St George: Patron Saint of England
Christopher Stace Triangle, 99pp, £7.99
ISBN 0281054150
The Scots, Welsh and Irish all seem to know who they are, but who the hell are the English? Obscured for three centuries by the imperial trappings of Great Britain plc, England's national symbols now feel awfully vague, and no national symbol feels vaguer than England's patron saint. The mayor of London, Ken Livingstone, just spent £100,000 of public money toasting St Patrick's Day, but he won't be handing over any cash at all to celebrate St George's Day on 23 April because, until the Tories complained, nobody had so much as bothered to ask for any. Even the Daily Telegraph called this indifference to St George's Day a distinctive English characteristic. Yet it has been a national holiday in the past, and in 1997 it was restored as a major feast in the Anglican calendar, making this learned little book a very timely read indeed.
Livingstone called St George "a bureaucrat involved in some pretty corrupt practices", but even this much detail is hard to come by. A Roman soldier, St George was tortured to death in the Holy Land around 300AD for refusing to renounce his faith, and although most historians agree that he was a real person, virtually everything else about him is a matter of speculation, if not downright myth. Even his nationality is a mystery. He was probably Turkish, possibly Palestinian, maybe even Nubian - which makes him a good deal darker than most of the knights in shining armour you see on stained-glass windows. One thing is for sure: he certainly wasn't English, any more than St Patrick was Irish or St Andrew was a Scot. In fact, the only English thing about him is probably the dragon, a relatively recent addition to his CV which didn't appear until a thousand years after he died.
Indeed, George's biography was so sketchy that, within a century of his death, the Catholic Church itself called his martyrdom apocryphal. Yet he soon became more revered than many authenticated saints, and by the time Caxton turned his life story into a medieval bestseller, he had already been rooted in English folklore for 700 years, and his cross had become the flag of London, Durham, Lincoln, Rochester and York - as well as England itself. So how on earth did this obscure Middle Eastern martyr become an Anglican icon? After all, there was no shortage of more familiar candidates far nearer home.
For early English nationalists, George's anonymity was not a weakness, but a great strength. His yarn was so fuzzy that it could be adapted to suit almost any interpretation, and so he made a far more comfortable patron for England's warlike kings than many of his fellow saints, whose pacifism was too specific to reflect the violent regal lifestyles of the Middle Ages.
It was the Crusades that really cemented George's English status. He was the ideal mascot for western Christendom's bloody attempt to conquer Jerusalem, and in 1191, Richard the Lionheart claimed to have discovered his tomb at Lod, now in Israel. He reputedly appeared to the crusaders at the Siege of Jerusalem, and 800 years later, in the First World War, British troops reported sighting him on the western front. Clearly, the fact or fiction of St George touches something very deep and potent in the English psyche, and the less religious you are, the more intriguing he appears.
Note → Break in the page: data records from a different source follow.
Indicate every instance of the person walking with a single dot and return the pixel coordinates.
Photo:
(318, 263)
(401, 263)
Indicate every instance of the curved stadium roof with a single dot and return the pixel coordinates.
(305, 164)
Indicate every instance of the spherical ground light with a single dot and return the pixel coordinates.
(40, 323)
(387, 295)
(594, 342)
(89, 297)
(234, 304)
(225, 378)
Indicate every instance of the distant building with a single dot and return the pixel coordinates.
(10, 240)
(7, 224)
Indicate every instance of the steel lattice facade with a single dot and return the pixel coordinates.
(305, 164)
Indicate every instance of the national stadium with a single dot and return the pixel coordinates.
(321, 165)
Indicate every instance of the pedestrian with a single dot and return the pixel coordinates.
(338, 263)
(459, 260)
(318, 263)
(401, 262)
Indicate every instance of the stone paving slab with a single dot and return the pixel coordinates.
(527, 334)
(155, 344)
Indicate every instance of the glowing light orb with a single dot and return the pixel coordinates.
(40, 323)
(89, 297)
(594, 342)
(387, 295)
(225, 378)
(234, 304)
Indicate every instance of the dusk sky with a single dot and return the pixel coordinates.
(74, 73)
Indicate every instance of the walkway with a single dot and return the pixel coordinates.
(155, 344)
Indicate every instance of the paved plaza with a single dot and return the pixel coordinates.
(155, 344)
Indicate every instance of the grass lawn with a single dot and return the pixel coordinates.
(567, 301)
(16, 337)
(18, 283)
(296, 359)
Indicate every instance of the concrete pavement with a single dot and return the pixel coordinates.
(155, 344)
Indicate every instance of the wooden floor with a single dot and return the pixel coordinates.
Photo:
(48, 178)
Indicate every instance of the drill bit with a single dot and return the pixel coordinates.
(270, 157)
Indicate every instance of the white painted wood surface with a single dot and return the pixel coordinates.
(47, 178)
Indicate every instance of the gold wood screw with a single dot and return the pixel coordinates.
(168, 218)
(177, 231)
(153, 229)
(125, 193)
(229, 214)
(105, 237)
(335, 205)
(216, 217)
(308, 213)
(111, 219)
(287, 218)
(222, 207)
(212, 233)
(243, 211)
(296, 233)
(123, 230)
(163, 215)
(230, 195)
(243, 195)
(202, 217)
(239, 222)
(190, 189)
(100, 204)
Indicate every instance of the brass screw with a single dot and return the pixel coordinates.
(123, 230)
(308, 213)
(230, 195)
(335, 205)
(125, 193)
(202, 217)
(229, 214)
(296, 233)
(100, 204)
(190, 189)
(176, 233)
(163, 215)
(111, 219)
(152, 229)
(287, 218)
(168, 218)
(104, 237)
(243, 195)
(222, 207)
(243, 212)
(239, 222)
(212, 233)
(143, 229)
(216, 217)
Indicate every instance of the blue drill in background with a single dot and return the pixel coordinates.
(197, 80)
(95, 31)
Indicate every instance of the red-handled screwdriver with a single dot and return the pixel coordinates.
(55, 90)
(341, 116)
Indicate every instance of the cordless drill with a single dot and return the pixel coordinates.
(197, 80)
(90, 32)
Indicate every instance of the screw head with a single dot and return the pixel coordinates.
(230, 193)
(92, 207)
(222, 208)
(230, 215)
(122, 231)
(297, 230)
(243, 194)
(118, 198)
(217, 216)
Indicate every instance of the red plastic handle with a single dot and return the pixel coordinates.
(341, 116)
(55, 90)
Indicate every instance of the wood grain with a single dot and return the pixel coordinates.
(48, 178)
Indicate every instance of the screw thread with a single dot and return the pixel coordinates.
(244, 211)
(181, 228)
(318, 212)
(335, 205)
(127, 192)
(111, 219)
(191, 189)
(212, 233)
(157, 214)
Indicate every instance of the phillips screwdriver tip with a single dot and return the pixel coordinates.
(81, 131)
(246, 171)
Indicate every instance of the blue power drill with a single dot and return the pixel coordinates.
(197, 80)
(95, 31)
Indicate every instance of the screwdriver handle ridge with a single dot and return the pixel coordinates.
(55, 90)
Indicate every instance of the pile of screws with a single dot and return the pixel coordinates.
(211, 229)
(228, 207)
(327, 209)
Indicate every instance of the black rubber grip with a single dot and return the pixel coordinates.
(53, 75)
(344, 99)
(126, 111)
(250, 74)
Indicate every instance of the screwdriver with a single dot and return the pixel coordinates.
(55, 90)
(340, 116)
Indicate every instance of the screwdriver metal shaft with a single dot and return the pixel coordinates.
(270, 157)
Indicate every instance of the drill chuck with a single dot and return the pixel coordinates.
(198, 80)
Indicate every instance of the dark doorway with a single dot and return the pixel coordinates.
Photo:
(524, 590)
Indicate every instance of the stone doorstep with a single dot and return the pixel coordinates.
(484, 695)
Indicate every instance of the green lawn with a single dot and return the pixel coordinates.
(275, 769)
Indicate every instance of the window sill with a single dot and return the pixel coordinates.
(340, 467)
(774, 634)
Now that Britain is growing increasingly ragged around the edges, as Wales and Scotland both exert their own exclusive nationhood, England is forced, for the first time in 300 years, to rediscover, or even reinvent, its individual identity, and St George is enjoying a secular revival. In 1996, England fans started waving his crusader's flag at international football matches, and in 1997, a St George's Day greetings card sold 50,000 copies.
Christopher Stace is a classicist rather than a theologian, and he scrutinises this erratic evidence with an involved but objective eye. A conscientious historian, he is quite prepared to point out inconsistencies, even when they trip up his cheerful narrative. Although he is suitably suspicious of embellishments, he shows that these inventions have their own significance for what they reveal about our ancestors' hopes and fears. There is some fascinating stuff about the dragon as a metaphor - for lust, heresy, even Wales - but despite his academic caution, Stace never quite dismisses George as outright allegory, and his intellectual neutrality is ultimately far more persuasive than any wide-eyed, evangelical survey. By the end of this dense but conversational account, you are left with a strong suspicion that, even though most of this tale is surely legend, something incredible really did happen in Palestine 1,700 years ago - well worth a round of drinks on 23 April.